As the clearest expression yet of the Apple chief executive's spartan design aesthetic, the iPhone sports only one mechanical button, to return a user to the home screen.
It echoes Steven P. Jobs' decree two decades ago that a computer mouse should have a single button. (Most have two.) His argument was that one button ensured that it would be impossible to push the wrong button.
The keyboard is built into other phones. But the lack of one could be a clever industrial design solution. It allows the iPhone to have a big 3.5-inch screen, which makes it attractive for alternative uses like watching movies. And that could open up new revenue streams for Apple and its partner, AT&T.
The downside is that typing is done on the screen with thumbs or fingers, something hardly anyone outside of Apple has experienced yet. "The tactile feedback of a mechanical keyboard is a pretty important aspect of human interaction," said Bill Moggeridge of Ideo, an industrial design company in Palo Alto, Calif. "If you take that away you tend to be very insecure."
Jobs and other Apple executives argue that the keyboard that pops up onscreen will be a painless compromise. But it requires users to learn the new system, a task that Apple executives acknowledge may require several days.
Last month, Jobs dismissed doubts about relying on a virtual keyboard, saying that users only had to learn to trust the keyboard, "and then you will fly." Yet in the days before the phone is scheduled to go on sale, designers and marketers of electronic devices centres are having a spirited debate about whether consumers will have the patience to type without the familiar tactile feedback offered by conventional keyboards.

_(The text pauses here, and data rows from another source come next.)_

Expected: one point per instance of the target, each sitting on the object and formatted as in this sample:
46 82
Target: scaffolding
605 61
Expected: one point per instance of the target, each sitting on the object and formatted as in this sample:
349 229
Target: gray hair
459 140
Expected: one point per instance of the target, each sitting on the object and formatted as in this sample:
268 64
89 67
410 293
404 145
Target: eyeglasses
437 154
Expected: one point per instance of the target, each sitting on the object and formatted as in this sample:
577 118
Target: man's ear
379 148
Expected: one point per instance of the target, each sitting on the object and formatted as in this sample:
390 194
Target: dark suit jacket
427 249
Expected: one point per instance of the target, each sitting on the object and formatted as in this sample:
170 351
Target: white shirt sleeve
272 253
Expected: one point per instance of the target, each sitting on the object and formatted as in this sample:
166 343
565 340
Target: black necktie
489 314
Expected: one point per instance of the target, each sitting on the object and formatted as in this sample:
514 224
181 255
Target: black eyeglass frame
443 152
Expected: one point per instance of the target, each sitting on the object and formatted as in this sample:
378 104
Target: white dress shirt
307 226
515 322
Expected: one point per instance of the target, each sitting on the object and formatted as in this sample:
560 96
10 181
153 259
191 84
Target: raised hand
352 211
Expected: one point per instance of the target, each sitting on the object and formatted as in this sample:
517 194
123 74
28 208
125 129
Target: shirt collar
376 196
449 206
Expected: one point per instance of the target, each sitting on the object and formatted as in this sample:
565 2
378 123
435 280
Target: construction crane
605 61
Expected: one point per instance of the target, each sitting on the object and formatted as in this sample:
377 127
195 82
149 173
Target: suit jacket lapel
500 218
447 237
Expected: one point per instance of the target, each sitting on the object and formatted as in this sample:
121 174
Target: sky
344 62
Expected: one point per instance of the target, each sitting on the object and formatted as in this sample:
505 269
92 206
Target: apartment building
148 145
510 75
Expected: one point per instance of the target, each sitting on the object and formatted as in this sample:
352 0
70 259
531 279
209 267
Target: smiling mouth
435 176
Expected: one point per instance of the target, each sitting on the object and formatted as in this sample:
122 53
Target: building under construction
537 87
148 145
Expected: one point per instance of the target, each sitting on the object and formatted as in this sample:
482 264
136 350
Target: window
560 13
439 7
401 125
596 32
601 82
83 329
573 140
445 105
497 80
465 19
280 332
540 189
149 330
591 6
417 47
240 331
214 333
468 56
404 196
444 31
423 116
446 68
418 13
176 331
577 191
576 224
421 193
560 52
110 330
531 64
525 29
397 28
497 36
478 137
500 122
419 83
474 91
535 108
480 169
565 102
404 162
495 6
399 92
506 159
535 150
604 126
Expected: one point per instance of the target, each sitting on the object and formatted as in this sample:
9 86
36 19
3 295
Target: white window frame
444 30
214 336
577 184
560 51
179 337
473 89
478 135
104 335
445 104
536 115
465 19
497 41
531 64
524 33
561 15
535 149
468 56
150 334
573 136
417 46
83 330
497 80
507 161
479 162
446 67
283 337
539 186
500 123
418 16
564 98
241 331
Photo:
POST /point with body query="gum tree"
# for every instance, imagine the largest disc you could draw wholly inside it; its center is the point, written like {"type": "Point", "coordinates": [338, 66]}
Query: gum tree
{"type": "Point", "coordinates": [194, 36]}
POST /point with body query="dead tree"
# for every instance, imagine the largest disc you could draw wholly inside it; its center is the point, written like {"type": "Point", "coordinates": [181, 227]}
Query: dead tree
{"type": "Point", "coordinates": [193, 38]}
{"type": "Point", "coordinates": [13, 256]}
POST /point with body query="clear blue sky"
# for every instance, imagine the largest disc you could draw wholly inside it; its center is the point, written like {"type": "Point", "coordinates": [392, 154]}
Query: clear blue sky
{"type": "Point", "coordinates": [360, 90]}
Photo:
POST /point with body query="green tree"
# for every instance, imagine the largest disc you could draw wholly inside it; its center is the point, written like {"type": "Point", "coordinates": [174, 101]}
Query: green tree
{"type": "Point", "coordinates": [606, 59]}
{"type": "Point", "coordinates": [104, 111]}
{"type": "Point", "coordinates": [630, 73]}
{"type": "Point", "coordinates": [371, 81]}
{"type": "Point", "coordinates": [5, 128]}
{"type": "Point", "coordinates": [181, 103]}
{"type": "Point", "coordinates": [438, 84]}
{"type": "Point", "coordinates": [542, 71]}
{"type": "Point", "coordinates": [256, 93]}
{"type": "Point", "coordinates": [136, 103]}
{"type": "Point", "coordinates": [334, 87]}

Apple is making other compromises. The AT&T Edge cellular network transmits data more slowly than those of rivals, but the iPhone will be equipped with Wi-Fi for Web access. The phone will not accept memory cards.
The keyboard, however, is the biggest worry. At worst, customers will return the phones, and any significant number of returns could undermine what until now has been a remarkable promotional blitz that culminates in the phone's release on 29 June.